Si suite à cela, certains paquets (pilotes ...  :Wink:  ) rouspètent parce qu'ils ne trouvent pas xorg-1.8, il faudra les recompiler.

Note cependant qu'avec cette méthode, lorsque xorg-server-1.8 passera en stable, il sera alors automatiquement installé dès que tu feras une mise à jour.

Pour exclure définitivement une version particulière, il faut effectivement la masquer dans /etc/portage/package.mask.

----------

## Picani

Ok merci. Mais alors, est-ce que je peux mettre à jour les paquets dont dépend xorg-server-1.7.7 ou je dois aussi les mettre dans package.mask ou dans package.keywords avec -~amd64 ?

----------

## ghoti

 *Picani wrote:*   

> Mais alors, est-ce que je peux mettre à jour les paquets dont dépend xorg-server-1.7.7 ou je dois aussi les mettre dans package.mask ou dans package.keywords avec -~amd64 ?

 

Si le paquet dépend explicitement de la version 1.8 de xorg-server, alors il ne pourra pas être installé puisque cette version de xorg-server sera masquée. 

La version concernée du paquet dépendant doit donc être masqué aussi pour pouvoir garder la version "qui marche".

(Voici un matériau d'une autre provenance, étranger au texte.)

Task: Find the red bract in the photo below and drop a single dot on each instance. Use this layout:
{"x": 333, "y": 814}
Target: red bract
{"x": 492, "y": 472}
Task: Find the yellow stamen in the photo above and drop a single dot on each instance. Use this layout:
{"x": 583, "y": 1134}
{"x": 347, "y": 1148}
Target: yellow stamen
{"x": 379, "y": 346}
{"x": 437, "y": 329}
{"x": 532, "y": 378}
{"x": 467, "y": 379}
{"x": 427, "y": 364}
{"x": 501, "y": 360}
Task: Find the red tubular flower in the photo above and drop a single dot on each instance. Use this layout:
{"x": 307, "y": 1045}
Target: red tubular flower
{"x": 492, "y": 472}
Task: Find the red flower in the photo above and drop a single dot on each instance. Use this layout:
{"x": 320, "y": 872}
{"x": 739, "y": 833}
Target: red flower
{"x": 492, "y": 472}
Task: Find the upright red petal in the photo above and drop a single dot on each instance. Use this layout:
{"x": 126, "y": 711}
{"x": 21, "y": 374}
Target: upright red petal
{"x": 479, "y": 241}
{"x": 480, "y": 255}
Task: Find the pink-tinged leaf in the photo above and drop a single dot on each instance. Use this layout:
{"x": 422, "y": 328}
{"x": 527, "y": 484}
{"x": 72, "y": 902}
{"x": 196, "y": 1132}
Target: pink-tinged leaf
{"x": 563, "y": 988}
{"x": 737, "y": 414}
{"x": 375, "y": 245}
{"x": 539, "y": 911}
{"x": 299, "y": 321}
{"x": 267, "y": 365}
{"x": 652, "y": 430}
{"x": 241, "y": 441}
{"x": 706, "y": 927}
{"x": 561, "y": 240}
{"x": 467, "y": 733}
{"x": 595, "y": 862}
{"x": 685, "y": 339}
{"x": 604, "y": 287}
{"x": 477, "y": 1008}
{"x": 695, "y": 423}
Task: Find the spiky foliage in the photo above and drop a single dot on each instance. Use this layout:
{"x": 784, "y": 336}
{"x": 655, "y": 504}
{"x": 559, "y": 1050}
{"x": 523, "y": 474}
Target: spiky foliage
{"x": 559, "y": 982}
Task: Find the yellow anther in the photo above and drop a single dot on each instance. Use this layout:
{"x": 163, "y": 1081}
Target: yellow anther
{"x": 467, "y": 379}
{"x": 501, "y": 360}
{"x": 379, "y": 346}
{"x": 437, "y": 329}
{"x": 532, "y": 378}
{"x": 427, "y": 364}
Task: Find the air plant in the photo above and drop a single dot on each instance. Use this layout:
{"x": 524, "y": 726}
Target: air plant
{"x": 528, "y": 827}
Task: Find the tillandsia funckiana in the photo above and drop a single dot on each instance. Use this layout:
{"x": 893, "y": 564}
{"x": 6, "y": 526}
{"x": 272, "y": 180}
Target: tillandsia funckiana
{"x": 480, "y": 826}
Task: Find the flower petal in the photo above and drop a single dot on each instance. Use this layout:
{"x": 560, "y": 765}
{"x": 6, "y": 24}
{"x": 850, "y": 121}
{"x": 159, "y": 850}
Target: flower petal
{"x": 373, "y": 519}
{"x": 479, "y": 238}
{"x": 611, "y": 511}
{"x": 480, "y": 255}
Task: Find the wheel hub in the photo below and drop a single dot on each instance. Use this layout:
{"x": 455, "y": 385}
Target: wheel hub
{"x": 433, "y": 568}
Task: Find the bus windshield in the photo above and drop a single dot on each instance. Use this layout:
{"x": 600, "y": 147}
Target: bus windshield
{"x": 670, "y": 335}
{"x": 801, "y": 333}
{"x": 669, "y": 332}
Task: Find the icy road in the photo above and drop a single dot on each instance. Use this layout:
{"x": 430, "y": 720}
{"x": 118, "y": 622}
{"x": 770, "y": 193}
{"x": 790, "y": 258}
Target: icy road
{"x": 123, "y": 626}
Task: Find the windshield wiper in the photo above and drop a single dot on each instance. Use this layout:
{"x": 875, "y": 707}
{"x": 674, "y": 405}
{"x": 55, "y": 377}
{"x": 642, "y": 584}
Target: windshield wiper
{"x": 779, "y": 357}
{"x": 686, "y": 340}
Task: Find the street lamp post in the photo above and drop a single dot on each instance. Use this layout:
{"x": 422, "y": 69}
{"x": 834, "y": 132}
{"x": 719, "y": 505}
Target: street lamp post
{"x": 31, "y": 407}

Par contre, si la dépendance est générale (aucune mention de la version de xorg-server), alors il n'y aura aucun problème à mettre le paquet à jour.

----------

## Picani

Ok ben c'est parfait alors merci. Sa fait juste pas très propre quand il y a un paquet qu'il peut pas mettre à jour à cause de la dépendance à xorg-server-1.8 mais c'est pas grave, tout marche.

----------